Yanına gidip sormuştu ve hep aynı cevabı alıyordu. 'İyiyim.'
Sonra Tommy , ona sarılmıştı.

"Ben de seninle gelebilirdim ama istemiyorsun. En azından birisi gelsin seninle. Mesela Johnny, ha? Güvendiğin birisi olsun yanında. Ben işi bok ederim diye düşünüyorsan , onunla git Tommy."

Tommy , abisine baktı.

"Hayır Arthur , sen olmasaydın ben başaramazdım . Sana böyle düşündürdüğüm için üzgünüm.

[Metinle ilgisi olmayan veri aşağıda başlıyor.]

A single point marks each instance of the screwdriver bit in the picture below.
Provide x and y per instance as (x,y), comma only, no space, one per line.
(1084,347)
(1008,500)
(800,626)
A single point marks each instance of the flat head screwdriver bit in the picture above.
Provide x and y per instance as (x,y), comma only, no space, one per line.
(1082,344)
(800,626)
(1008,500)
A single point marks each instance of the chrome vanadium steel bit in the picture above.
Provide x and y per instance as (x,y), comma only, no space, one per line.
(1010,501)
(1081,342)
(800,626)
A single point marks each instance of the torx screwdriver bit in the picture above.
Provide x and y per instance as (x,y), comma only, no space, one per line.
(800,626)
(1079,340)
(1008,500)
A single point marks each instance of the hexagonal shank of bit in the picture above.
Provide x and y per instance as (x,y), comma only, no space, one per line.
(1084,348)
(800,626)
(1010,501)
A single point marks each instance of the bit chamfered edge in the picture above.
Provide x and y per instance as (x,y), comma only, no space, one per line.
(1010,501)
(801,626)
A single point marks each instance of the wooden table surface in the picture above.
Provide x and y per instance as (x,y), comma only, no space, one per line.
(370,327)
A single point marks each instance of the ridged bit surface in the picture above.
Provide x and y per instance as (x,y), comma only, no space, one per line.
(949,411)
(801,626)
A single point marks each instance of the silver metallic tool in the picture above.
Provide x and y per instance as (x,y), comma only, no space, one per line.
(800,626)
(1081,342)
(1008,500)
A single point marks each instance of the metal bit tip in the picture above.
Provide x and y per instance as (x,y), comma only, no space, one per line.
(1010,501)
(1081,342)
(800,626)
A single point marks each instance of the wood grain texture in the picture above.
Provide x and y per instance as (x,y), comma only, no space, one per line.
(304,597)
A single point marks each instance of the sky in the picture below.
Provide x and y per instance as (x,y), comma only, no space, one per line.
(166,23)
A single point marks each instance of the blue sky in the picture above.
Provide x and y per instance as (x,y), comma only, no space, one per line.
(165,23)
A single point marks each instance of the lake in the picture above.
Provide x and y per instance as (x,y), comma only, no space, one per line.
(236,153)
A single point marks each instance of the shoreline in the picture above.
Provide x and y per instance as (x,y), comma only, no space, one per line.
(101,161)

Yalnız gideceğim. "
"Pekâlâ öyleyse , oradayken ara mutlaka. "
"Uçakla gideceğim , daha kısa sürede orada olurum. "
"Uçak mı ? Tehlikeli değil mi ?"
"Riski var elbette ama ne kadar erken gidersem o kadar iyi. "
"Anladım. Tommy... Peki diğerleri ? Yani ... Polly , Ada ve Carla. Onlar biliyor mu gideceğini ?"
"Polly ve Ada ile konuştum. Carla ile de eve gidince konuşacağım. "
"Tamam. Seni özleyeceğim Tom."
"Sadece birkaç gün Arthur. "
"Kardeşimi her zaman özlerim ben. "

Tommy dolu gözlerini ondan çekip derin bir nefes aldı.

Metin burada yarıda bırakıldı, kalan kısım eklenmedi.